Boxplots of the sensitivity; (a) for the HGG cases and (b) for the LGG cases.

Fig. 3.
figure 3

Segmentations results for the exemplar HGG and LGG cases compared with manual delineated ground truth; (a) segmented complete tumor (red) of a HGG case overlaid on the FLAIR image; (b) segmented enhancing tumor (cyan) of a HGG case overlaid on the T1c image; (c) segmented complete tumor (red) of a LGG case overlaid on the FLAIR image; (a) segmented core tumor (green) of a LGG case overlaid on the FLAIR image. (Color figure online)
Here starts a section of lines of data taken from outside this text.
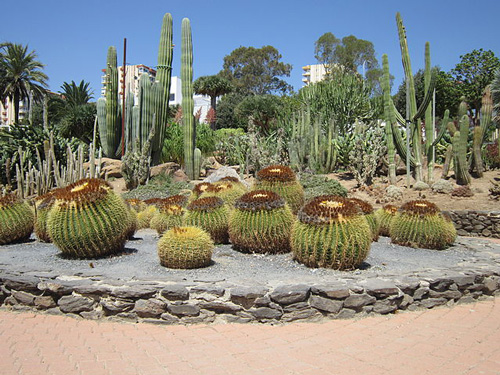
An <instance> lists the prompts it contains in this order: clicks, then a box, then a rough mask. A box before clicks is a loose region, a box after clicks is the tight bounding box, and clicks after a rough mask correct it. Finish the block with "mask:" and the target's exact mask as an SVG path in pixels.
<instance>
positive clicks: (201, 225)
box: [184, 197, 229, 244]
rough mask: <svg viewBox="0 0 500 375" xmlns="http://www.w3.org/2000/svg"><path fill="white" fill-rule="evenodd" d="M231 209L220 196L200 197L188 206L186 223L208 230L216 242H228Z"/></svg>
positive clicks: (187, 206)
mask: <svg viewBox="0 0 500 375" xmlns="http://www.w3.org/2000/svg"><path fill="white" fill-rule="evenodd" d="M228 221H229V209H228V208H227V206H226V205H225V204H224V201H223V200H222V199H221V198H219V197H207V198H199V199H196V200H194V201H192V202H191V203H190V204H189V205H188V206H187V212H186V215H185V217H184V223H185V225H189V226H196V227H200V228H202V229H204V230H206V231H207V232H208V233H210V236H212V239H213V241H214V243H216V244H223V243H228V241H229V234H228V225H229V224H228Z"/></svg>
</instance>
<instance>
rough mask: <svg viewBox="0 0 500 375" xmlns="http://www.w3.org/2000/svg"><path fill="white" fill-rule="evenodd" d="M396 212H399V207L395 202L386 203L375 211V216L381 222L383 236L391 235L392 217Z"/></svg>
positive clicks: (381, 234) (380, 227)
mask: <svg viewBox="0 0 500 375" xmlns="http://www.w3.org/2000/svg"><path fill="white" fill-rule="evenodd" d="M396 212H398V208H397V207H396V206H394V205H393V204H386V205H385V206H384V207H382V208H379V209H378V210H377V211H375V216H376V217H377V220H378V222H379V224H380V226H379V234H380V235H381V236H386V237H389V236H390V233H389V232H390V228H391V222H392V218H393V217H394V216H396Z"/></svg>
Our network has been implemented using the TensorFlow and the TensorLayer libraries. For the HGG cohort, each cross validation training session requires approximately 18 h to finish on an NVIDIA Titan X (Pascal) graphics processing unit (GPU) with 12G memory, while the LGG cohort takes about ¼ of the training timeof the HGG cohort. There is a trade-off in choosing between 2D and 3D models. Due to the memory limits of the GPU, a 2D U-Net model can process a full slice in one go while a 3D convolution system can only process a small patch cover a small portion of the 3D volume. Therefore, in this study we used a 2D based network.

For the prediction once we fixed the model, the computation time is approximately 2 to 3 s per case regardless a HGG or a LGG study. Compared to our computational time, previous studies were less computational efficient: ~30 s [23], 25 s to 3 min [22], and about 8 min [21] to predict one tumor study.

There are still some limitations of the current work. First, our segmentation method has been evaluated using a cross-validation scheme, which can provide an unbiased predictor, but running our model on a separate and independent testing dataset may produce a more objective evaluation. Secondly, there are several parameters need to be carefully tuned in our network. Currently all the parameters were determined via empirical study. In particular, for the regularization, we did not find a significant performance improvement after applying L1, L2 or dropout to the network. This may be attributed to the fact that an effective image distortion has been applied during our model training, and it is difficult to overfit a network with large amount of training data. Moreover, our current framework is less successful in segmenting enhancing tumor regions of the LGG cohort. By stacking all the multimodal MRI channels and performing joint training with HGG datasets may solve the problem. Despite these limitations, the developed model has still demonstrated promising segmentation results with efficiency. We can certainly envisage its application and effectiveness on an independent testing dataset. In addition, validating our method on multi-institutional and longitudinal datasets, especially for clinical datasets with anisotropic resolutions, will be one of the future directions.

4 Conclusion

In this paper, we presented a fully automatic brain tumor detection and segmentation method using the U-Net based deep convolution networks. Based on the experiments on a well-established benchmarking (BRATS 2015) datasets, which contain both HGG and LGG patients, we have demonstrated that our method can provide both efficient and robust segmentation compared to the manual delineated ground truth. In addition, compared to other state-of-the-art methods, our U-Net based deep convolution networks can also achieve comparable results for the complete tumor regions, and superior results for the core tumor regions. In our current study, the validation has been carried out using a five-fold cross-validation scheme; however, we can envisage a straightforward application on an independent testing datasets and further applications for multi-institutional and longitudinal datasets. The proposed method makes it possible to generate a patient-specific brain tumor segmentation model without manual interference, and this potentially enables objective lesion assessment for clinical tasks such as diagnosis, treatment planning and patient monitoring.